The administration of the 2011 Derby Festival made a few changes to the events this year. Most notably, a 2011 Pegasus Pin was required to enter several public viewing areas – such as the Great Lawn – for this year’s Thunder over Louisville. This decision has caused controversy for many patrons of the formerly free event.
“I think they restricted it because they want to make more money, honestly,” said Sean Henehan, a Thunder attendee. “And I also think they want to regulate the alcohol consumption on the Great Lawn. It makes sense from a business standpoint.”
Several have speculated that the new requirement was a financial decision.
“Probably because of all the rising prices – like gas and everything is going up,” said Sharee’ Forrest, a sophomore anthropology major at the University of Louisville. “They have to make money for the [Derby Festival Foundation] some way. And they probably thought this was the best way to do it.”
Although many Derby Festival attendees do not realize it, Thunder is not a profitable event for the Derby Festival.
“We typically lose about $150,000 on Thunder,” said Mark Shallcross, the communications manager for the Derby Festival. “The reason for requiring pin admission this year was a safety and security issue. The last couple years, we’ve had people coming down there very early in the morning and using stakes and rope and banners to quarter off large areas of the Great Lawn…It created a pretty tense situation down there, as people became territorial over the spots. To try to head that off this year, we decided to put up fencing and require Pegasus Pin admission.”
Thunder turnout was substantially lower this year than in recent years. However, due to the inclement weather, it is uncertain what caused the low turnout.
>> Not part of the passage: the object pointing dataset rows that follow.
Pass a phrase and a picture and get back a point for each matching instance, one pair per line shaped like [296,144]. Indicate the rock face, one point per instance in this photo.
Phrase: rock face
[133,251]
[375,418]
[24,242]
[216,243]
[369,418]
“I remember last year, out in front we didn’t even have a line, per say, because… it was just a sea of people nonstop from one o’clock until midnight,” said Andrew Salerno, a food vendor in the Chow Wagon. “And this year it’s been less than half of the business.”
According to Shallcross, the weather made it difficult to gauge whether or not the new Pegasus Pin requirement was successful.
“If it had been a nice day like it was last year, it would have been a better judge of how [the Pegasus Pins] worked out,” said Shallcross.
According to the Derby Festival website, the festival began selling Pegasus Pins in 1973. The price of these pins was $1 or less until 1994, when the cost was raised to $2. The latest price increase came in 2009, when the cost became $4 in advance or $5 at the entrance to events. Today, sales of these pins make up 20 percent of the budget of Derby Festival. Shallcross said it is unlikely the festival will end the new Pegasus Pin requirements for Thunder.
“We review all the events after the festival is over, so it’s too early to say for certain,” said Shallcross. “But because it is a safety and security measure, it’s likely that we’ll bring it back next year.”